Mulino Ernesto Angelini – Acquasanta Terme (AP)
Cenni Storici
Da ricerche effettuate da Don Virgilio Cognoli, (pubblicate in un suo libro) e dalla signora Patrizia Castelli (la cui tesi di laurea ha come oggetto i mulini ad acqua dell’alta Valle del Tronto), già nel 1504 un mulino è situato sul fosso di Piedicava, detto anche di fosso di Annicciano (in rigo de Pede Cavarum sive lu Rigo d’Anniciano); Cicco Luce di Torre Affinili ne vende la propria nona parte ad Antonio Mariani e soci de Pede Cavarum. Nel 1693, Donna Argeria di Piedicava, acquista il diritto sul fosso di Piedicava, da capo parato al mulino, per rimettere in piedi l’esercizio e macinare grano nel fosso del “Rivo del Stallo di Piedicava” vicino alla villa di Piedicava. Nel 1828 detto mulino è riportato attivo nell’elenco trovato nell’archivio storico del comune di Acquasanta Terme.
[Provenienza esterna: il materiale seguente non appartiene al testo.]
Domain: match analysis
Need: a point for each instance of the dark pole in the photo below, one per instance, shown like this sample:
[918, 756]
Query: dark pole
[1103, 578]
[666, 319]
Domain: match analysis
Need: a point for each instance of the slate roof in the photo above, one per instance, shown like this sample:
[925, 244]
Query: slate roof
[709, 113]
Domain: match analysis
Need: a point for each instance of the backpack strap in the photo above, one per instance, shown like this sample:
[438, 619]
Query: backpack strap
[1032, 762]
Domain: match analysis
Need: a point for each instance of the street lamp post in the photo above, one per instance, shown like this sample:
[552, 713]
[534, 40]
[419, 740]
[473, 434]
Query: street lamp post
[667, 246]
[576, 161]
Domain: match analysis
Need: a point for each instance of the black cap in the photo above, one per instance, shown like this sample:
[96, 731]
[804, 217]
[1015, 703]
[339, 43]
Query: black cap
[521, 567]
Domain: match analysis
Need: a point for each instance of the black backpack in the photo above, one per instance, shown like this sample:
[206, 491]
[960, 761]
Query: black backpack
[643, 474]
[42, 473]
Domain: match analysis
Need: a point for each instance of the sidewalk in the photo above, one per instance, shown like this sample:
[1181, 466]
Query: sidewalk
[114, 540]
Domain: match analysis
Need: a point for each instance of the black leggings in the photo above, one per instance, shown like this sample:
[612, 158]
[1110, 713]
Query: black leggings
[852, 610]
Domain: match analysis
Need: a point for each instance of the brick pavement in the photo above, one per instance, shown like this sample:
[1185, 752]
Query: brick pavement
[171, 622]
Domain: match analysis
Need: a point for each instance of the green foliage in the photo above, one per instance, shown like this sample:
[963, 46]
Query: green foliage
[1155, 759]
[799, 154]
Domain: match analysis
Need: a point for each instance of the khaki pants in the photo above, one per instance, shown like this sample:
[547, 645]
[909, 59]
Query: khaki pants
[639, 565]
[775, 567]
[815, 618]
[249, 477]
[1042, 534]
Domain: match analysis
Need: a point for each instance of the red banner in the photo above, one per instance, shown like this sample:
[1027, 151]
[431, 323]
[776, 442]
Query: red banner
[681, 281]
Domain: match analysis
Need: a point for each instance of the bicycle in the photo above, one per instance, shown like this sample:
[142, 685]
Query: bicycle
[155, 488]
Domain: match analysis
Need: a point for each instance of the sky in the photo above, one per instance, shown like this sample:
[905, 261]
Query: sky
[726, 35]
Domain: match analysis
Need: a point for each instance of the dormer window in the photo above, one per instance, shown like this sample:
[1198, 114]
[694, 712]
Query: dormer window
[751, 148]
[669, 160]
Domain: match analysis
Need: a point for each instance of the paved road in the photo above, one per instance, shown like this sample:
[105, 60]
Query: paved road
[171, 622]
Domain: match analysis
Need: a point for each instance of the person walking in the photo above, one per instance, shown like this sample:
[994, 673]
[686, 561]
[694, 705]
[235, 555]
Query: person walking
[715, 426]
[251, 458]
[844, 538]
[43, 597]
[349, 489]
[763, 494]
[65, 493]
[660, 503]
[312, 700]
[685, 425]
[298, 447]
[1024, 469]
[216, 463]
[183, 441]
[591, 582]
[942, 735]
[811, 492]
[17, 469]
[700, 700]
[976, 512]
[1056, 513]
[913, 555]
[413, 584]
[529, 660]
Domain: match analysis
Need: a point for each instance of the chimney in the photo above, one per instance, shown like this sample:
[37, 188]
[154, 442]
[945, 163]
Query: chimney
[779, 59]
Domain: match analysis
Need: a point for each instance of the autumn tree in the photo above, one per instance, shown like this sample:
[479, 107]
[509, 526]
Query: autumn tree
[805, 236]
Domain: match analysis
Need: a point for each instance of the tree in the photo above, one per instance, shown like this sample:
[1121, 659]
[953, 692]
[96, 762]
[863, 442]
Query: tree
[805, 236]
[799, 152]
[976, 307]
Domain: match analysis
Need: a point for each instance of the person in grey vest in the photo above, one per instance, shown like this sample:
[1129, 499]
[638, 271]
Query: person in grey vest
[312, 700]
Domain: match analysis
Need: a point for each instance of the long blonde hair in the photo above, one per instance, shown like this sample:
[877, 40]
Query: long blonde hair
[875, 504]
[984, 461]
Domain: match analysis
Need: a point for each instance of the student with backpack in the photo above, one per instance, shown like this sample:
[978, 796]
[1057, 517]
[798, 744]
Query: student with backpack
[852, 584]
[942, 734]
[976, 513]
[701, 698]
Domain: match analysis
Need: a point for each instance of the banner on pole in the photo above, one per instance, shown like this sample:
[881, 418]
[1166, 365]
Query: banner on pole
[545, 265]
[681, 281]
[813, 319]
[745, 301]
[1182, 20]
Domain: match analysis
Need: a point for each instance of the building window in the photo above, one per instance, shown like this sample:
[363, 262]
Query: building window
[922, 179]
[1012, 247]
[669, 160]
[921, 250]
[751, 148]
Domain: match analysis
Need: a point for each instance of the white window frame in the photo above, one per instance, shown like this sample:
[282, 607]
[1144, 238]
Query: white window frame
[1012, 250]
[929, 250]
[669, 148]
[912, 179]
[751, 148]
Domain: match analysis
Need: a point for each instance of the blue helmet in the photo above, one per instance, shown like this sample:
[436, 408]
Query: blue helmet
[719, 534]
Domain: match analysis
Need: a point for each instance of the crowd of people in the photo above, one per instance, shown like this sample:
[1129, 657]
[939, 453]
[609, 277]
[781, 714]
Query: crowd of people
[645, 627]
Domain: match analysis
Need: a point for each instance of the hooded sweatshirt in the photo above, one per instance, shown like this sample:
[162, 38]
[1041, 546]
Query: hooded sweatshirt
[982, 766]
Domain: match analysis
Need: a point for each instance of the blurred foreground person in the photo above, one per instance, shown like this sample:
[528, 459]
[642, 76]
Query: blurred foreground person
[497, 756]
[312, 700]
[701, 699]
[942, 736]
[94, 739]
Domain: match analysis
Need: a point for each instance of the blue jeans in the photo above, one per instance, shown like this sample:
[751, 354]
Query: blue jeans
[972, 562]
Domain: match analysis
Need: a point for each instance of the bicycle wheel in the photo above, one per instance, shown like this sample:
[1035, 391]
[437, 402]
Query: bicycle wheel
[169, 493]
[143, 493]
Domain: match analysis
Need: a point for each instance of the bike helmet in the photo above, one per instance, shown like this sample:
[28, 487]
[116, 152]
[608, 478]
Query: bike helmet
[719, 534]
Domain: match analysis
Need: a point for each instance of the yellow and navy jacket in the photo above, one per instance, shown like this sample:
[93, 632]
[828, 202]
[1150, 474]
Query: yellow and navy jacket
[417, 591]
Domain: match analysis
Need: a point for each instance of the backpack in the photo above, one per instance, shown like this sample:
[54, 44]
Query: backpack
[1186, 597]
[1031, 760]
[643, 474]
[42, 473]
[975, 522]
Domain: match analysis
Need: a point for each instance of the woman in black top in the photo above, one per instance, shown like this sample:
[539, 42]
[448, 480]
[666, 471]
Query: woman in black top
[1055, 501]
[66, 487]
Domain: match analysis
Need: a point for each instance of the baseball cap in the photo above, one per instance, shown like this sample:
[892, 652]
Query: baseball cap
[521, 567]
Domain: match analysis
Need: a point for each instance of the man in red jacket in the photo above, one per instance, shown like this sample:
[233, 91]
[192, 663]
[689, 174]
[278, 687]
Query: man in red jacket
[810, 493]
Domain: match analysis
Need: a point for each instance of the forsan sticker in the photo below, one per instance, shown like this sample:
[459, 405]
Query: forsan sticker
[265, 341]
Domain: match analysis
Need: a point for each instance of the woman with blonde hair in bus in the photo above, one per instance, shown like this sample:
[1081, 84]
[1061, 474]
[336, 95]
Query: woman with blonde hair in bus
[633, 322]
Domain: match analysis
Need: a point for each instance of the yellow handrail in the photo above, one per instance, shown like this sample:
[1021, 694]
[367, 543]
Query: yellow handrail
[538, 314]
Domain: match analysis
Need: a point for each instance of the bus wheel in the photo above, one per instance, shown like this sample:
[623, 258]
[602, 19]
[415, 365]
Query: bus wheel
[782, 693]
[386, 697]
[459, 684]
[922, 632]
L’opificio al 1° gennaio 1835, costituito dal solo piano terra, con un solo palmento (macina) ed annessa gualchiera (macchina idraulica con magli per follare tessuti e pelli e conferire loro una consistenza simile al feltro), era intestato al Sig. Parnarelli Gaetano Saverio. In vista del ripristino della tassa sul macinato, compare nell’elenco redatto il 4 settembre 1867 dal comune di Acquasanta terme, descritto come molino da grano con una ruota, posto in contrada sotto Piedicava, il cui proprietario era il Sig. Vannarelli Salvatore. Nel 1913 il mulino di Piedicava fu acquistato da Angelini Luigi Raffaele detto Ernesto (mio nonno) che, in vista di una maggiore produzione lo ampliò portandolo da una a due macine e per esigenze abitative della sua famiglia lo sopraelevò, realizzando l’abitazione al primo piano.
Abitazione del mugnaio
Nel 1914, come riportato dalla scritta originale sulla “matrimonia” (tramoggia), riprese l’attività che fu proseguita poi dal figlio Guido (mio padre), ininterrottamente fino alla fine degli anni sessanta, del secolo scorso. Con l’avvento dell’era industriale, l’attività è andata scemando fino a divenire inesistente, il mulino però non ha mai smesso di funzionare, perché mio padre con caparbietà, passione e consapevolezza di avere un bene da salvaguardare, ha continuato anche se saltuariamente, a macinare e a fare tutte le manutenzioni di cui aveva bisogno. È stato soprattutto in quegli anni, aiutando mio padre, che anche in me è tornata fuori quella passione e quella consapevolezza (avute fin da piccolo, visto che li ci sono nato), così quando lui è venuto a mancare, sono rimasto forse, l’ultimo vero mugnaio della zona, continuando l’attività di famiglia da quasi cento anni.